Krishnan Ramakrishnan
2019
Non-native Accent Partitioning for Speakers of Indian Regional Languages
Radha Krishna Guntur
|
Krishnan Ramakrishnan
|
Vinay Kumar Mittal
Proceedings of the 16th International Conference on Natural Language Processing
Acoustic features extracted from the speech signal can help in identifying speaker related multiple information such as geographical origin, regional accent and nativity. In this paper, classification of native speakers of South Indian languages is carried out based upon the accent of their non-native language, i.e., English. Four South Indian languages: Kannada, Malayalam, Tamil, and Telugu are examined. A database of English speech from the native speakers of these languages, along with the native language speech data was collected, from a non-overlapping set of speakers.
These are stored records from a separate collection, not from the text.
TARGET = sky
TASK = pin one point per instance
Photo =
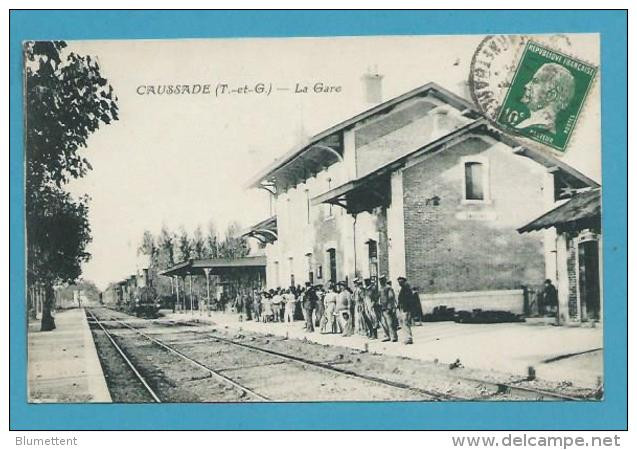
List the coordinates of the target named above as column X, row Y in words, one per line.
column 184, row 160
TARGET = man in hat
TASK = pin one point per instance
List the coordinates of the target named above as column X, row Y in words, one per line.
column 407, row 308
column 310, row 300
column 372, row 311
column 387, row 303
column 343, row 309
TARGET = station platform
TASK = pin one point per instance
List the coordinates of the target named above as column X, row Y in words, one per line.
column 559, row 354
column 63, row 363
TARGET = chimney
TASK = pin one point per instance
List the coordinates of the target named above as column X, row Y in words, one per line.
column 373, row 86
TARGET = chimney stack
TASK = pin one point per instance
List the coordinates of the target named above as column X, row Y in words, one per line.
column 373, row 86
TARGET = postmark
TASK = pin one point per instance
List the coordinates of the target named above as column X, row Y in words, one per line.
column 492, row 67
column 546, row 95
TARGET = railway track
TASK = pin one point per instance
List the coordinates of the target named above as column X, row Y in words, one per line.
column 125, row 358
column 171, row 349
column 497, row 388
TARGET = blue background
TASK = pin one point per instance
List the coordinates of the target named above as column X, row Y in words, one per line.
column 609, row 414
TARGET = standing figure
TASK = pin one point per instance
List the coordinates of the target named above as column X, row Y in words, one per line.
column 549, row 298
column 419, row 315
column 387, row 303
column 361, row 322
column 371, row 308
column 320, row 305
column 247, row 305
column 290, row 305
column 310, row 300
column 328, row 322
column 344, row 311
column 256, row 305
column 266, row 304
column 408, row 303
column 238, row 306
column 277, row 302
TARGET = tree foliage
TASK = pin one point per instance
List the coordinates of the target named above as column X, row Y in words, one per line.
column 66, row 100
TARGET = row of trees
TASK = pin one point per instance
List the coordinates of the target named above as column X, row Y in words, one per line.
column 171, row 247
column 66, row 100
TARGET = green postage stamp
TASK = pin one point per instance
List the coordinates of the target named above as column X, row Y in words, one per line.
column 546, row 95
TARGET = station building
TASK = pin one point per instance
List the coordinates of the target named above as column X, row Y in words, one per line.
column 418, row 186
column 578, row 255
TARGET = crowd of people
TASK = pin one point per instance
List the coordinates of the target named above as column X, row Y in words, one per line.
column 363, row 309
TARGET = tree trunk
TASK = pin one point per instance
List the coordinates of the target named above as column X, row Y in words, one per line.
column 48, row 323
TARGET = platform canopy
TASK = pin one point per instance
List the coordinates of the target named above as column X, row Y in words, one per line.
column 217, row 266
column 581, row 211
column 265, row 231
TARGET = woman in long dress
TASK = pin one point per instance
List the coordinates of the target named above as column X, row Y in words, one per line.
column 371, row 309
column 361, row 322
column 328, row 322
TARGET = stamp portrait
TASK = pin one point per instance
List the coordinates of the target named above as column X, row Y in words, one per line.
column 546, row 96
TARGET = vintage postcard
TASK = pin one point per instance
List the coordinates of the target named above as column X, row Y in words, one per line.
column 382, row 218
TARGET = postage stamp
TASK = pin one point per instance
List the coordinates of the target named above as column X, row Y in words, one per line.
column 546, row 95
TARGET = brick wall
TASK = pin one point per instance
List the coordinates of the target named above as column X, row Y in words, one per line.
column 452, row 246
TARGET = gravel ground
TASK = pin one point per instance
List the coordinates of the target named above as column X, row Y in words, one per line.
column 280, row 380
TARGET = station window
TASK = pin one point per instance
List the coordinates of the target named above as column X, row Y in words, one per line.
column 476, row 183
column 372, row 250
column 332, row 257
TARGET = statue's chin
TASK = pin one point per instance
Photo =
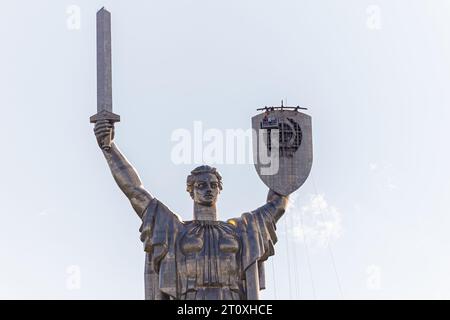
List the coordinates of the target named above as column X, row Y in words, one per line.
column 206, row 203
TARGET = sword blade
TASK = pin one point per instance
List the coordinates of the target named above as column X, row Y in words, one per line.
column 104, row 69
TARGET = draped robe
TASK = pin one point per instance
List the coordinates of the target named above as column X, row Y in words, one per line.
column 204, row 260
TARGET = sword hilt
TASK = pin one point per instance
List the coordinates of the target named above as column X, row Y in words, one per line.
column 111, row 117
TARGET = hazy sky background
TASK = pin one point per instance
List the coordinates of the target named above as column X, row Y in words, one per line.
column 374, row 74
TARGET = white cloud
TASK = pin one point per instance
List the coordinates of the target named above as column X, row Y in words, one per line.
column 315, row 221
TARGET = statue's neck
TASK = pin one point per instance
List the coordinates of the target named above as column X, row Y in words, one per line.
column 202, row 212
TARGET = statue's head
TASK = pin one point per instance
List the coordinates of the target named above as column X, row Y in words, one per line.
column 204, row 185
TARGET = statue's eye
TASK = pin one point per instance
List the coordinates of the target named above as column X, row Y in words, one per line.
column 200, row 185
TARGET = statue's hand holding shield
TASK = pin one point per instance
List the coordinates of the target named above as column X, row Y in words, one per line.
column 282, row 149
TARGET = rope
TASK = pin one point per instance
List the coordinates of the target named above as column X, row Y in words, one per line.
column 297, row 270
column 307, row 256
column 287, row 257
column 273, row 277
column 333, row 262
Segment level acoustic features F0 and Mel-frequency cepstral coefficients (MFCCs) are used. Accent partitioning of non-native English speech data is carried out using multiple classifiers: k-nearest neighbour (KNN), linear discriminant analysis (LDA) and support vector machine (SVM), for validation and comparison of results. Classification accuracies of 86.6% are observed using KNN, and 89.2% or more than 90% using SVM classifier. A study of acoustic feature F0 contour, related to L2 intonation, showed that native speakers of Kannada language are quite distinct as compared to those of Tamil or Telugu languages. It is also observed that identification of Malayalam and Kannada speakers from their English speech accent is relatively easier than Telugu or Tamil speakers.